Pourtant, les discriminations fondées sur la langue sont ignorées alors qu’elles affectent des milliers de personnes, méprisées ou rejetées pour leur accent ou leur vocabulaire. La domination s’exerce en effet aussi par le langage. Les « élites » imposent leur manière de parler comme la seule légitime.
Le livre donne un nom à ces discriminations linguistiques –la glottophobie – et attire l’attention sur leurs conséquences humaines et sociales, profondes et massives. Linguiste, son auteur démonte, exemples à l’appui, les mécanismes de la glottophobie pour mieux la révéler, la dénoncer et ainsi la combattre.

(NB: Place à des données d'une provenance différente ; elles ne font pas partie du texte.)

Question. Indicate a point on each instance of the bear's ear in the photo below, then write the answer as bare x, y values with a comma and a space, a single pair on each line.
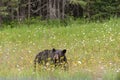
53, 50
64, 51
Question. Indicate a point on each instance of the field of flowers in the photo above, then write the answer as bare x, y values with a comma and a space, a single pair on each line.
93, 51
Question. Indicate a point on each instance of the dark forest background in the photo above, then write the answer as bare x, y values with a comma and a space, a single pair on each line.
20, 10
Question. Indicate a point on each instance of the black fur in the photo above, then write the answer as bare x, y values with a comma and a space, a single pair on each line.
56, 56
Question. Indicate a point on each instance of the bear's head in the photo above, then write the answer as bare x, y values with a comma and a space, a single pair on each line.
59, 54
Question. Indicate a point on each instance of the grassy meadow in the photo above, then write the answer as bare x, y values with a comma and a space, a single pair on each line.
93, 50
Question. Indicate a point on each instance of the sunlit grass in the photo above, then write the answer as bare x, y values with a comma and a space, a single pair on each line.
93, 50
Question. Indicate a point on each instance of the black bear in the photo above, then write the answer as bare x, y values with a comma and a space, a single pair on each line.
56, 56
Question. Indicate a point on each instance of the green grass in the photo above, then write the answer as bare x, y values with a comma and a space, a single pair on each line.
93, 50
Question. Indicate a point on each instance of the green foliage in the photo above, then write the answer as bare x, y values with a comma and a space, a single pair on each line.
92, 50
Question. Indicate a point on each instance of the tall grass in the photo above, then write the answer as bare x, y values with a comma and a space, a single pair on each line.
93, 50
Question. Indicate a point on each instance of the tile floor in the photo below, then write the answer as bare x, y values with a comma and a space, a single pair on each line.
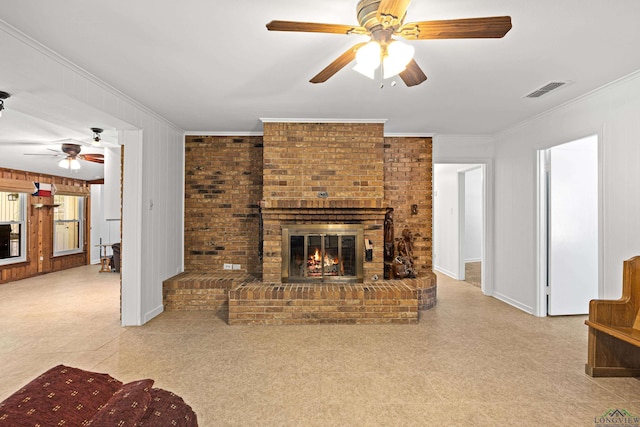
471, 361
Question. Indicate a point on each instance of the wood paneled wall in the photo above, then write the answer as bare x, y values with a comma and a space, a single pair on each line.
39, 246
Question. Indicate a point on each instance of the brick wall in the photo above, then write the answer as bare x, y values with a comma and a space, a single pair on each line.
343, 159
223, 185
362, 171
408, 181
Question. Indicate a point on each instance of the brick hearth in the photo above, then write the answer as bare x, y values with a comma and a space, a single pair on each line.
244, 300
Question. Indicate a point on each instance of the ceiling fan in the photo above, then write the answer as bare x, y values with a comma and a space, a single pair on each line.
71, 156
384, 19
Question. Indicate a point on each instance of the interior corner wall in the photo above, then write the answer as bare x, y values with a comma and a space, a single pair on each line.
160, 224
613, 113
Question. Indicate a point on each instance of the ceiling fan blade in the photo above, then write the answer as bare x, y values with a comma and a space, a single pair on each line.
392, 12
337, 65
313, 27
95, 158
491, 27
413, 74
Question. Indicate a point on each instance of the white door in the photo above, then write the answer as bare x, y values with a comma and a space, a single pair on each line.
573, 226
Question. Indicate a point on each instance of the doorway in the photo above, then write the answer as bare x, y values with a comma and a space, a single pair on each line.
568, 227
459, 221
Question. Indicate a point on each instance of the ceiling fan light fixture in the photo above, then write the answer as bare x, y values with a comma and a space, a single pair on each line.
368, 59
96, 136
398, 56
68, 163
3, 96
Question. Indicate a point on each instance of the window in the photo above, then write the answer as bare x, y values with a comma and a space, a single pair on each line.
68, 221
13, 230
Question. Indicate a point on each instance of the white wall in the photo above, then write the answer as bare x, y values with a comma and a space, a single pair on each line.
97, 219
473, 215
613, 113
156, 235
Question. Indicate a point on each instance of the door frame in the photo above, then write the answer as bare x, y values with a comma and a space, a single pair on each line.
462, 210
542, 224
487, 165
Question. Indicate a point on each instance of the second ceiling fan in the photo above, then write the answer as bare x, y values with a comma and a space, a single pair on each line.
384, 19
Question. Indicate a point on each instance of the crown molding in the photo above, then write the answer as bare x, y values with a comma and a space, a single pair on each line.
319, 120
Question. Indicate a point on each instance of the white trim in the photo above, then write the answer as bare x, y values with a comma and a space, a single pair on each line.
223, 133
451, 274
622, 80
53, 55
512, 302
540, 309
240, 134
460, 176
319, 120
153, 313
409, 135
131, 292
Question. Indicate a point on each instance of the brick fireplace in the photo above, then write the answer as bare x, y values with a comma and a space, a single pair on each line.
240, 192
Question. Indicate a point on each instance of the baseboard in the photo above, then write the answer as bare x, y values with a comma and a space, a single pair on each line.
605, 371
153, 313
447, 272
512, 302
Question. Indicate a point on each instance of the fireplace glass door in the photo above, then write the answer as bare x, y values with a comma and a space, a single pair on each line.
322, 253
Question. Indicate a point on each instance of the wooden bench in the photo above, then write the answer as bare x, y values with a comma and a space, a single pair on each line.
614, 329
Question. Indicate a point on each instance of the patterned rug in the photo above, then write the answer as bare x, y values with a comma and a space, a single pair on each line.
473, 273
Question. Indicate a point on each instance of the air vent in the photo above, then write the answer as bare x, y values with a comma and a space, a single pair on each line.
545, 89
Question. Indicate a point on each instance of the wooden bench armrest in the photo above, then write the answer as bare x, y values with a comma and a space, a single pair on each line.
626, 334
620, 312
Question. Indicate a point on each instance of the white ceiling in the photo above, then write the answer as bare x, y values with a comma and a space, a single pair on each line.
211, 66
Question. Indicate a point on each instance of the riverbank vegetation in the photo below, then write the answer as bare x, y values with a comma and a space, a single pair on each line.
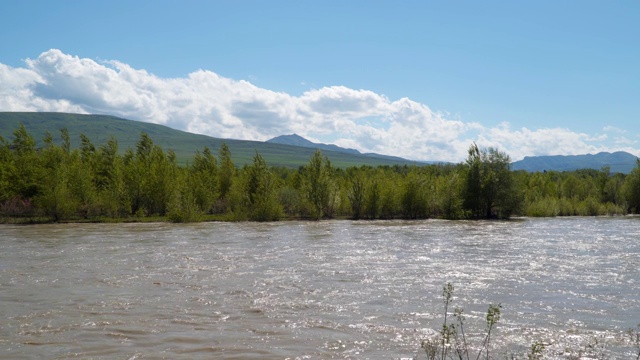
455, 341
56, 182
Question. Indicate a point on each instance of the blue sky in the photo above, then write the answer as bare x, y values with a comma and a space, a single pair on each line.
418, 79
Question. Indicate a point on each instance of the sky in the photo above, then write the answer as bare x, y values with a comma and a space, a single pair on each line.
418, 79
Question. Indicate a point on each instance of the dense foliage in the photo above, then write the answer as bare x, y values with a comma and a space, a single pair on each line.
58, 183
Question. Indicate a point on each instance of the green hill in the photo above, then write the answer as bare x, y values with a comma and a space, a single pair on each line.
99, 128
620, 161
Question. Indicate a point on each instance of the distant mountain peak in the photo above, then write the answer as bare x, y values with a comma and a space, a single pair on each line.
618, 161
297, 140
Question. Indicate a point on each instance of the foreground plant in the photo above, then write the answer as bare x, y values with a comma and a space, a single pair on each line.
452, 343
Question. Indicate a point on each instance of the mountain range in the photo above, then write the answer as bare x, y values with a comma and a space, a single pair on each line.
286, 150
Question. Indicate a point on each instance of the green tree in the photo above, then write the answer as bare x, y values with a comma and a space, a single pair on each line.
225, 177
631, 189
203, 180
261, 192
489, 187
318, 186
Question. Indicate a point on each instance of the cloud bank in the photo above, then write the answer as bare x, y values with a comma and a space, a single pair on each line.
206, 103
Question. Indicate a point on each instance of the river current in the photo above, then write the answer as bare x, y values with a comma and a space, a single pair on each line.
314, 290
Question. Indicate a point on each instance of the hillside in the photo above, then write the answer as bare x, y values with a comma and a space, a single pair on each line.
297, 140
620, 161
99, 128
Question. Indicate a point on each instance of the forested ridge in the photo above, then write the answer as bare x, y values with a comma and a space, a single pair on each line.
97, 182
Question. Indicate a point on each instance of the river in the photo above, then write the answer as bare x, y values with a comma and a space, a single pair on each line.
314, 290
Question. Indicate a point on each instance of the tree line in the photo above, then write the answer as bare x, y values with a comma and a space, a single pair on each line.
56, 182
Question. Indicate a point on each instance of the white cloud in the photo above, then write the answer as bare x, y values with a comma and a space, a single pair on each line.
206, 103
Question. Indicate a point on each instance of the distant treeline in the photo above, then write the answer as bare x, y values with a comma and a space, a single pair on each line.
60, 183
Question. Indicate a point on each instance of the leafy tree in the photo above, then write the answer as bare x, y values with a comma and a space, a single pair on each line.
203, 180
318, 186
489, 186
261, 192
357, 195
415, 196
225, 177
632, 189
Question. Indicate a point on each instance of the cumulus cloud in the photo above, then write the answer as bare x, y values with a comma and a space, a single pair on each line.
206, 103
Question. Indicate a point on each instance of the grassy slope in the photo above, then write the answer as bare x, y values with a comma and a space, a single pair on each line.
99, 128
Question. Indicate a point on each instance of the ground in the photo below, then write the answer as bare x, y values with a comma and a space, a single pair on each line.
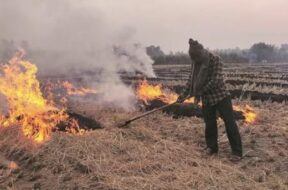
156, 152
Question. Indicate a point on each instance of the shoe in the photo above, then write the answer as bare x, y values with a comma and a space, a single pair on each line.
235, 158
210, 151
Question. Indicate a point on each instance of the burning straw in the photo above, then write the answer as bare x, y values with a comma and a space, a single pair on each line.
28, 108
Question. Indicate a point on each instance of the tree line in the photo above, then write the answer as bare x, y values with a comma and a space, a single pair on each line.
258, 53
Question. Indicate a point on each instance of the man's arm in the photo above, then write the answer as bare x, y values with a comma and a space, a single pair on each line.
216, 76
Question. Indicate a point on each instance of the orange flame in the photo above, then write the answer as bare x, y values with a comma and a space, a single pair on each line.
27, 106
249, 113
12, 165
72, 90
147, 92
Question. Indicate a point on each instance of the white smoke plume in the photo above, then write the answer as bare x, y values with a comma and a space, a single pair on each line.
70, 37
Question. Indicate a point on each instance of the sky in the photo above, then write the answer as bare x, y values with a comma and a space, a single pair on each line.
215, 23
218, 24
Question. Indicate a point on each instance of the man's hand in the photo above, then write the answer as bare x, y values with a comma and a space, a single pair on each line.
181, 98
197, 100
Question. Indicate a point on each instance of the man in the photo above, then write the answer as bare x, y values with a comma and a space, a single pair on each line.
206, 82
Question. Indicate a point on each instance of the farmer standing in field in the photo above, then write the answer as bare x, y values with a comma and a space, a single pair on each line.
206, 82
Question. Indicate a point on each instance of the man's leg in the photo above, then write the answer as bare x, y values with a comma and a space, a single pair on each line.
211, 132
226, 112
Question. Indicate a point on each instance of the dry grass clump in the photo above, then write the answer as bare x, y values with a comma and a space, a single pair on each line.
157, 152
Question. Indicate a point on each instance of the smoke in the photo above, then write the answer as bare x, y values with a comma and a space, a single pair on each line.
71, 37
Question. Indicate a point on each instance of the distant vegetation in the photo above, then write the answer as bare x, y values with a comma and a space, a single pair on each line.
258, 53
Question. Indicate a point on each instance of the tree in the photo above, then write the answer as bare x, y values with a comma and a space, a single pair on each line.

Philippe Blanchet est professeur de sociolinguistique à l’université Rennes 2. Il est spécialiste de la diversité linguistique et culturelle dans le monde francophone et expert en politique linguistique et éducative pour de grands organismes. Chercheur et enseignant engagé contre toutes les discriminations, il est membre de la Ligue des Droits de l’Homme.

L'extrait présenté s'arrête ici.